Un gangster movie moderno, che omaggia lo splendore della Old Hollywood e dei divi del muto. Sean Penn, Emma Stone, Josh Brolin e Ryan Gosling sono i protagonisti di Gangster Squad, film del 2013 diretto da Ruben Fleischer, che animerà la prima serata di IRIS oggi, domenica 15 marzo.
Il film è ambientato nella Los Angeles del 1949, in mano alla corruzione e alla criminalità. A capo dei mafiosi troviamo un boss senza scrupoli, Mickey Cohen (Sean Penn). Determinato a porre fine alla corruzione, il sergente John O'Mara (Josh Brolin) raduna una squadra di poliziotti allo scopo di annientare lo spietato boss e riportare la pace in città.
Gangster Squad è tratto da una storia vera?
Per la sceneggiatura di Gangster Squad, Will Beall ha preso spunto da una serie di articoli del giornalista del Los Angeles Times Paul Lieberman, Tales from the Gangster Squad, che ricostruiscono le gesta della vera "Gangster Squad", un'unità segreta del LAPD formata nel 1946 (non 1949, come sostiene il film) per combattere Mickey Cohen, boss mafioso che aveva preso il controllo di Los Angeles dopo la morte di Bugsy Siegel.

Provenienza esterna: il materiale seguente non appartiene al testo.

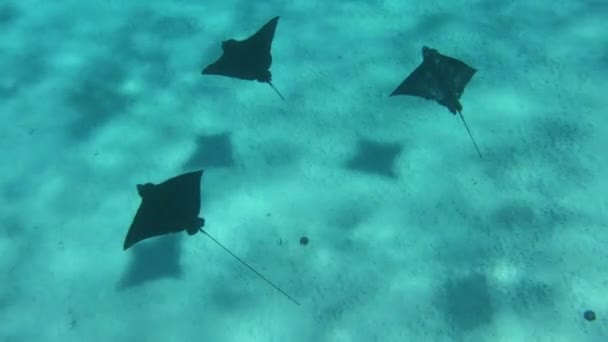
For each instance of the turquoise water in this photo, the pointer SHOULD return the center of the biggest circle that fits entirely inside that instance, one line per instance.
(412, 237)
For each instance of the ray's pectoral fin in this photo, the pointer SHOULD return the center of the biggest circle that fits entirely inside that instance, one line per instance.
(195, 226)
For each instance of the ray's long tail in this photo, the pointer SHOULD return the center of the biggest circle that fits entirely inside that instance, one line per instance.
(470, 135)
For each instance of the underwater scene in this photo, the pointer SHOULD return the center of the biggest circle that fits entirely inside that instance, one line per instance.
(303, 171)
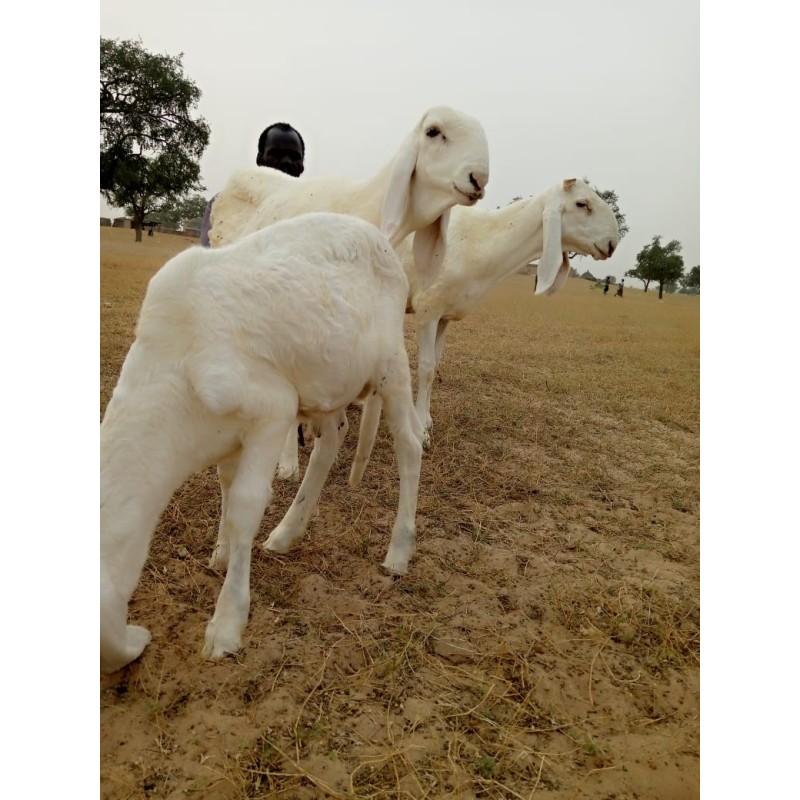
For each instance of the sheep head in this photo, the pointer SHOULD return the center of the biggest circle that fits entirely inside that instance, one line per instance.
(575, 219)
(443, 162)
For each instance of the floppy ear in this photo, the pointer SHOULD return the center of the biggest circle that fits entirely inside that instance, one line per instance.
(552, 259)
(399, 191)
(429, 248)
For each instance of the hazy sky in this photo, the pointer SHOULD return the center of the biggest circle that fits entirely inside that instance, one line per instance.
(605, 90)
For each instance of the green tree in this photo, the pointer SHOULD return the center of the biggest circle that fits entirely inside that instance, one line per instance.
(150, 146)
(660, 263)
(187, 208)
(691, 281)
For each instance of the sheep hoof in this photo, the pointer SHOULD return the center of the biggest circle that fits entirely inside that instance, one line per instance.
(136, 639)
(395, 565)
(289, 472)
(220, 643)
(219, 559)
(277, 542)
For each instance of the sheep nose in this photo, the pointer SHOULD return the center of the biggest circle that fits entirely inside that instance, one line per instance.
(478, 180)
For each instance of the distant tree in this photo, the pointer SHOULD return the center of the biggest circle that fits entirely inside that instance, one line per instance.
(150, 146)
(186, 208)
(662, 264)
(691, 281)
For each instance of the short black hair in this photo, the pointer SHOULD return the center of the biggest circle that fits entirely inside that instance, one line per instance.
(283, 126)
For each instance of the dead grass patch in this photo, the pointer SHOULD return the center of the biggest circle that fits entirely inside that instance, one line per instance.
(546, 640)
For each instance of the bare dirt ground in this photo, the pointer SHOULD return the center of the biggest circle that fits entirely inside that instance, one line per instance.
(545, 642)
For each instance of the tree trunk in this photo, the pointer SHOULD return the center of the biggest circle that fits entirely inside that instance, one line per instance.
(138, 220)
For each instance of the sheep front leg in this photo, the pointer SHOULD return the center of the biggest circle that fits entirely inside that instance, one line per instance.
(250, 493)
(426, 370)
(333, 429)
(406, 429)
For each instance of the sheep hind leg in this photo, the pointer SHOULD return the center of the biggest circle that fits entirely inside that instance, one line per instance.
(368, 429)
(250, 493)
(226, 471)
(289, 464)
(406, 429)
(292, 527)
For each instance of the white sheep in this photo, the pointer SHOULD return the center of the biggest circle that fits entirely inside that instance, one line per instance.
(484, 248)
(443, 161)
(232, 345)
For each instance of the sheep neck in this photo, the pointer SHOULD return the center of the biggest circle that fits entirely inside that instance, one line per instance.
(508, 239)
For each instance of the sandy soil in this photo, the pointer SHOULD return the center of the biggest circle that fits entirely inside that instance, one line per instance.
(545, 642)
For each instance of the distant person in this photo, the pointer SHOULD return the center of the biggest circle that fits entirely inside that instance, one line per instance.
(281, 147)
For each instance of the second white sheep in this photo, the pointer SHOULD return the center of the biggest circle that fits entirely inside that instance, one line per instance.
(232, 345)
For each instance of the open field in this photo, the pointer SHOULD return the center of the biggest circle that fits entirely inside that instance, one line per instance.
(545, 642)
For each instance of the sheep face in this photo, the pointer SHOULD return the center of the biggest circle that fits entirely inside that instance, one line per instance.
(443, 162)
(577, 219)
(452, 162)
(588, 224)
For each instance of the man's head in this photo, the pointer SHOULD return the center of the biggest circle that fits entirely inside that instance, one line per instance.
(281, 147)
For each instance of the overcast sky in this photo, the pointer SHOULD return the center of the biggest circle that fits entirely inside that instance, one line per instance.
(605, 90)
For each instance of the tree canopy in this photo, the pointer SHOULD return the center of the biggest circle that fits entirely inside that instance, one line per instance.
(691, 281)
(660, 263)
(150, 145)
(188, 208)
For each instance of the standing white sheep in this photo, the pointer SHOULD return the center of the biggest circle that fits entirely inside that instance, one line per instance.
(484, 248)
(232, 345)
(443, 162)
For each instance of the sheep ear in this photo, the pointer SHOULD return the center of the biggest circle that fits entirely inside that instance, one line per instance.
(398, 193)
(552, 259)
(430, 245)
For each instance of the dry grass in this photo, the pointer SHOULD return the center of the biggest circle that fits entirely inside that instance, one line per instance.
(546, 640)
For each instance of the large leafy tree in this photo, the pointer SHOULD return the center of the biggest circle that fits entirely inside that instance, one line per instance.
(150, 145)
(188, 208)
(660, 263)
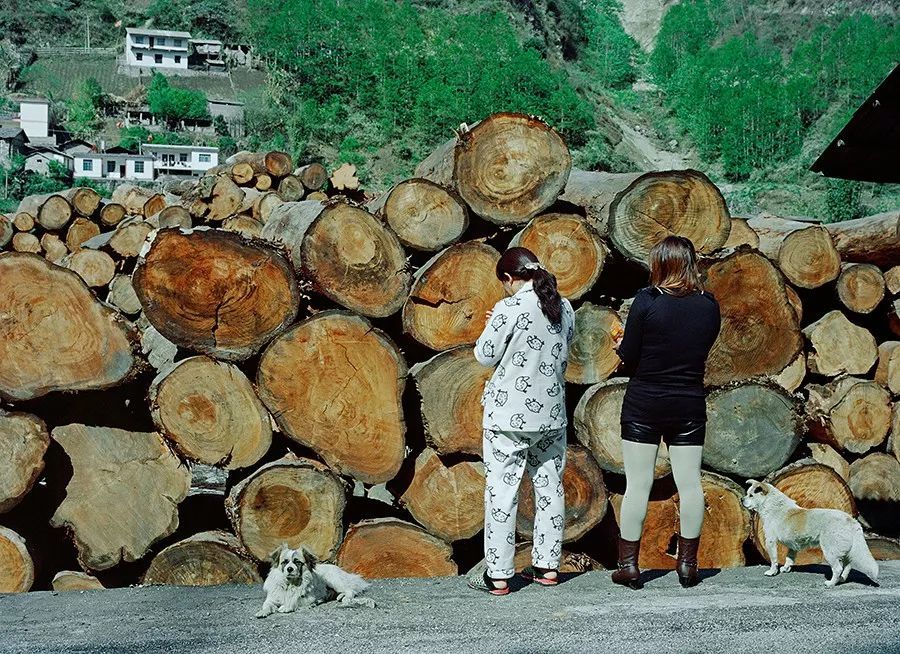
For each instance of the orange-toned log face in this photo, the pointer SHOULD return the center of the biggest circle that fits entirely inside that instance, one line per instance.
(215, 293)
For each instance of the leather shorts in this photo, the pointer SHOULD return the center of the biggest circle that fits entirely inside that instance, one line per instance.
(681, 432)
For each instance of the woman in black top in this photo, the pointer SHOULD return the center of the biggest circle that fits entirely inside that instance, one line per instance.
(670, 330)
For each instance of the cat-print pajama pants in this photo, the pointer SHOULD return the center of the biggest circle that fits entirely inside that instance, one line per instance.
(506, 456)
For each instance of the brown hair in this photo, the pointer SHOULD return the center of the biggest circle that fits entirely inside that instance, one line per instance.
(522, 263)
(673, 266)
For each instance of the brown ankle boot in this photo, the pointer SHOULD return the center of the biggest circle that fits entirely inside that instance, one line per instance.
(687, 561)
(628, 573)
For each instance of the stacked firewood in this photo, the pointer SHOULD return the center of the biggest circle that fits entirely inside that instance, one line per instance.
(270, 356)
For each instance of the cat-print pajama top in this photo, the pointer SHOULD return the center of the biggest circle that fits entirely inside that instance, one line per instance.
(527, 390)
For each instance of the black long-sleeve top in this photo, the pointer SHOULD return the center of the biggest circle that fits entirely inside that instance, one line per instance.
(667, 339)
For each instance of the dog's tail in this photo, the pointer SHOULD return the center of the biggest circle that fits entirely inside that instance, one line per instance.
(860, 556)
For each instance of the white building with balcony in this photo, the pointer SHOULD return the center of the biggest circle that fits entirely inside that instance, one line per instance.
(156, 48)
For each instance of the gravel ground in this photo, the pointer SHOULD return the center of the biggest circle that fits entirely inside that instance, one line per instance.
(737, 610)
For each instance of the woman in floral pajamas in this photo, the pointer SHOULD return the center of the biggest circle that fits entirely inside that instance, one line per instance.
(526, 340)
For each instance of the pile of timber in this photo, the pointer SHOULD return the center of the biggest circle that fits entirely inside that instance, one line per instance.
(270, 355)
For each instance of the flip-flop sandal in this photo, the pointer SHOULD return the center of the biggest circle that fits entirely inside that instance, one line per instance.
(537, 575)
(486, 584)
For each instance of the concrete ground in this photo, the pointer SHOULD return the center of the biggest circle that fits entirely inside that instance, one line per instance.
(737, 611)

Il personaggio di Josh Brolin, John O'Mara, coraggioso veterano della Seconda Guerra Mondiale a capo della Gangster Squad, non è esistito realmente, ma è ispirato a veri agenti di polizia come Jack O'Mara. Naturalmente tutta la vicenda è romanzata e il tasso di violenza è stato amplificato per aumentare la tensione narrativa.
La preparazione di Josh Brolin per il personaggio di John O'Mara
Parlando della sua immedesimazione nel ruolo del detective di polizia che guida la squadra speciale anti-crimine, Josh Brolin ha sottolineato le affinità con la sua persona.
"Era un tipo come me. Amava la California, ma al ritorno dalla guerra si è trovato di fronte a una corruzione dilagante nel dipartimento di polizia di Los Angeles. Quando Mickey Cohen si è insediato, ha monopolizzato la città e ha iniziato ad avvelenarla, lui l'ha presa sul personale. Era il Serpico dei suoi tempi. Si rifiutava di farsi comprare e voleva portare a termine il suo compito."
Sorprendentemente, l'attore ha inserito nella sua interpretazione anche il suo rapporto con l'allora moglie Diane Lane, dopo un incontro con la figlia di Jake O'Mara. Lei gli ha detto che suo padre era "un romantico", così Brolin ha riletto un libro che aveva compilato con tutte le lettere che aveva inviato alla moglie durante il primo anno di matrimonio (erano 473).
"Ho iniziato a rileggere quelle lettere di recente ed è bello poter condividere con Diane questo aspetto, perché lui era un romantico a tutto tondo, un idealista e credeva in quello che faceva."
Sean Penn e le "licenze poetiche" per il personaggio di Mickey Cohen
Naso a parte, non vi sono molte somiglianze tra il divo Sean Penn e l'ex pugile divenuto gangster Mickey Cohen, criminale di origine ebrea attivo a Los Angeles e capo della famiglia criminale Cohen nella metà del XX secolo.
La stessa licenza poetica si estende al destino del personaggio che nel finale del film è al centro di uno spettacolare scontro con John O'Mara. Nella vita reale Cohen finì in prigione per evasione fiscale proprio come Al Capone. Dopo il suo rilascio, divenne una sorta di celebrità. Nel 1961 finì di nuovo in prigione per altri problemi fiscali e poi divenne un paladino contro gli abusi nelle carceri. Morì, in modo tutt'altro che cinematografico, nel sonno nel 1976.